Abstract: Graph neural networks (GNNs) have attracted extensive research attention in recent years due to their capability to progress with graph data and have been widely used in practical applications. As societies become increasingly concerned with the need for data privacy protection, GNNs face the need to adapt to this new normal. Besides, as clients in federated learning (FL) may have relationships, more powerful tools are required to utilize such implicit information to boost performance. This has led to the rapid development of the emerging research field of federated GNNs (FedGNNs). This promis

Research Question

How does dynamic rank allocation in federated LoRA affect convergence speed and final accuracy on the SuperGLUE WSC and ReCoRD tasks under extreme client data heterogeneity compared to static rank strategies?

Verification Level

Paper levelL2, Source-grounded claims
Source-grounded claims8
Claim record sourcenot publicly specified

Descriptive public verification status only; aggregate claim counts are public, but individual claim records are not exposed here.

Truth-Engine Gate Verdict

StatusUnverified
GateGate 2 — Verification (formal proof or sandbox reproduction)
ReasonPublished before the Gate 2 verification pipeline was activated (2026-06-10). No formal proof or sandbox reproduction has been attempted for this record.

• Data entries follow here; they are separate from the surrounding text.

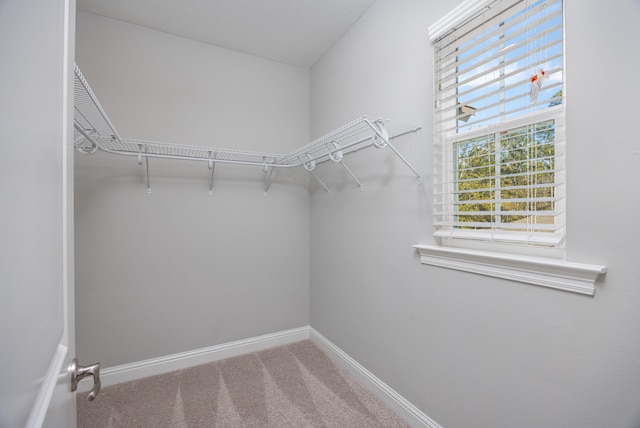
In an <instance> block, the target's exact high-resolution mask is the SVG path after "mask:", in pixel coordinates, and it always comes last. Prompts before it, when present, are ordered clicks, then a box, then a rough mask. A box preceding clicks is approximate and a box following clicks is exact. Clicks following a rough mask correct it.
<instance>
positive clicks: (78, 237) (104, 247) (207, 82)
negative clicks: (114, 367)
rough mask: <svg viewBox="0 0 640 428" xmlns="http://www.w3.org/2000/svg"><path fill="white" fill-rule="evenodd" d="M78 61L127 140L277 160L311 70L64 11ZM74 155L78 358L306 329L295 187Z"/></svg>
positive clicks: (223, 339) (289, 127) (302, 181)
mask: <svg viewBox="0 0 640 428" xmlns="http://www.w3.org/2000/svg"><path fill="white" fill-rule="evenodd" d="M76 49H77V54H76V62H77V63H78V65H79V66H80V68H81V70H82V71H83V73H84V74H85V77H86V78H87V79H88V81H89V83H90V85H91V86H92V88H93V89H94V91H95V92H96V94H97V96H98V98H99V99H100V101H101V102H102V104H103V106H104V108H105V110H106V111H107V112H108V114H109V115H110V117H111V119H112V121H113V122H114V124H115V125H116V127H117V128H118V130H119V132H120V133H121V134H122V136H123V137H125V138H140V139H146V140H154V141H164V142H170V143H179V144H190V145H199V146H210V147H220V148H231V149H246V150H256V151H264V152H275V153H286V152H289V151H291V150H292V149H293V148H295V147H297V146H299V145H301V144H304V143H306V142H307V141H308V133H309V119H308V118H309V113H308V106H309V71H308V70H307V69H301V68H296V67H291V66H287V65H283V64H279V63H275V62H270V61H266V60H263V59H259V58H255V57H251V56H248V55H243V54H239V53H236V52H232V51H229V50H225V49H221V48H217V47H214V46H210V45H206V44H203V43H198V42H194V41H191V40H187V39H183V38H179V37H175V36H172V35H169V34H166V33H162V32H158V31H153V30H149V29H146V28H143V27H138V26H135V25H130V24H127V23H124V22H121V21H116V20H111V19H107V18H102V17H99V16H96V15H91V14H86V13H78V17H77V38H76ZM150 171H151V187H152V192H151V194H147V193H146V191H145V186H144V168H143V167H141V166H138V165H137V162H136V160H135V159H133V158H121V157H114V156H111V155H104V154H97V155H94V156H85V155H81V154H77V155H76V225H75V234H76V283H77V287H76V307H77V312H76V316H77V353H78V358H79V359H80V361H85V362H90V361H101V362H102V363H103V366H104V367H112V366H115V365H119V364H124V363H129V362H134V361H140V360H143V359H147V358H153V357H159V356H165V355H169V354H173V353H176V352H181V351H188V350H193V349H198V348H201V347H206V346H212V345H216V344H220V343H225V342H229V341H233V340H239V339H245V338H248V337H253V336H258V335H261V334H266V333H272V332H276V331H281V330H286V329H290V328H295V327H300V326H305V325H308V324H309V295H308V294H309V290H308V284H309V257H308V254H309V212H308V208H309V196H308V192H307V176H306V175H305V174H302V175H299V174H297V173H293V172H276V173H275V174H274V181H273V184H272V185H271V188H270V189H269V192H268V194H264V191H263V180H264V174H263V172H262V170H261V169H260V168H255V169H254V168H252V167H238V166H228V165H217V166H216V171H215V184H214V191H213V195H212V196H209V195H208V190H209V170H208V169H207V165H206V164H204V163H202V164H200V163H197V164H194V163H188V162H186V163H185V162H176V161H173V162H171V161H163V160H154V159H152V160H150Z"/></svg>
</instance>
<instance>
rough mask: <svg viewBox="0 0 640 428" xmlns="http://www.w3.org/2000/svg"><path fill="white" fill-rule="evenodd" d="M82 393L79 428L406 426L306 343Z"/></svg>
mask: <svg viewBox="0 0 640 428" xmlns="http://www.w3.org/2000/svg"><path fill="white" fill-rule="evenodd" d="M86 396H87V393H81V394H78V405H77V412H78V427H79V428H89V427H92V428H93V427H95V428H107V427H108V428H116V427H154V428H158V427H176V428H192V427H225V428H226V427H246V428H253V427H278V428H280V427H283V428H286V427H291V428H298V427H327V428H331V427H335V428H349V427H384V428H392V427H408V426H409V425H407V424H406V423H405V422H404V421H403V420H402V419H400V418H399V417H398V416H397V415H396V414H395V413H393V412H392V411H391V410H390V409H389V408H388V407H386V406H385V405H384V404H383V403H382V402H381V401H380V400H379V399H378V398H377V397H375V396H374V395H373V394H372V393H371V392H369V391H368V390H366V389H365V388H364V387H363V386H362V385H360V384H359V383H358V382H357V381H356V380H355V379H354V378H353V377H352V376H351V375H349V374H348V373H347V372H346V371H344V370H343V369H341V368H340V367H338V366H337V365H335V364H334V363H333V361H331V359H330V358H329V357H328V356H327V355H325V354H324V353H323V352H322V351H321V350H320V349H319V348H318V347H317V346H316V345H315V344H314V343H313V342H311V341H309V340H305V341H302V342H297V343H294V344H290V345H285V346H280V347H277V348H271V349H267V350H264V351H261V352H256V353H252V354H247V355H242V356H239V357H234V358H229V359H226V360H221V361H216V362H213V363H209V364H204V365H200V366H196V367H191V368H188V369H184V370H178V371H175V372H171V373H167V374H163V375H158V376H153V377H148V378H145V379H141V380H137V381H131V382H126V383H121V384H118V385H113V386H110V387H106V388H103V390H102V391H101V392H100V394H99V395H98V397H97V398H96V399H95V400H94V401H91V402H90V401H88V400H87V398H86Z"/></svg>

This record has not completed Gate 2 of the verification pipeline (a type-checked Lean4 proof for mathematical claims, or a sealed-sandbox reproduction for empirical claims). It is a literature synthesis only. VERIFIED requires an attached reproducible artifact (Lean4 proof source, or repro script and results) before this status can be set; it is not derived from review score or claim count.

Quality Tier

TierFlagship candidate
BasisReview score, verified-claim count, and public artifact coverage meet flagship-candidate thresholds.

Descriptive public triage only; this tier does not alter current publication or DOI behavior.

Quality Dimensions

Evidence strength MEDIUM
Citation grounding MEDIUM
Uncertainty disclosure MEDIUM
Reproducibility status HIGH

Automated triage signals derived from public fields; not human peer review or independent validation.

Correction Record

StatusCURRENT
Correction count0
Manifest contractpaper-manifest-v1.1
Correction contractcorrection-record-v1

Public corrections are additive records. Current status does not claim the synthesis is error-free.

Provenance

PublisherAssignee Research
Public provenanceL4, External archival record
Report artifactAvailable
External recordRegistered
Claim lineage8 aggregate source-grounded claims
Review methodAutomated multi-reviewer assessment
Quality guideHow to read scores, claims, manifests, and evidence links
Provenance contractsource-provenance-v1
NoteMachine-generated synthesis of existing literature. Not primary research.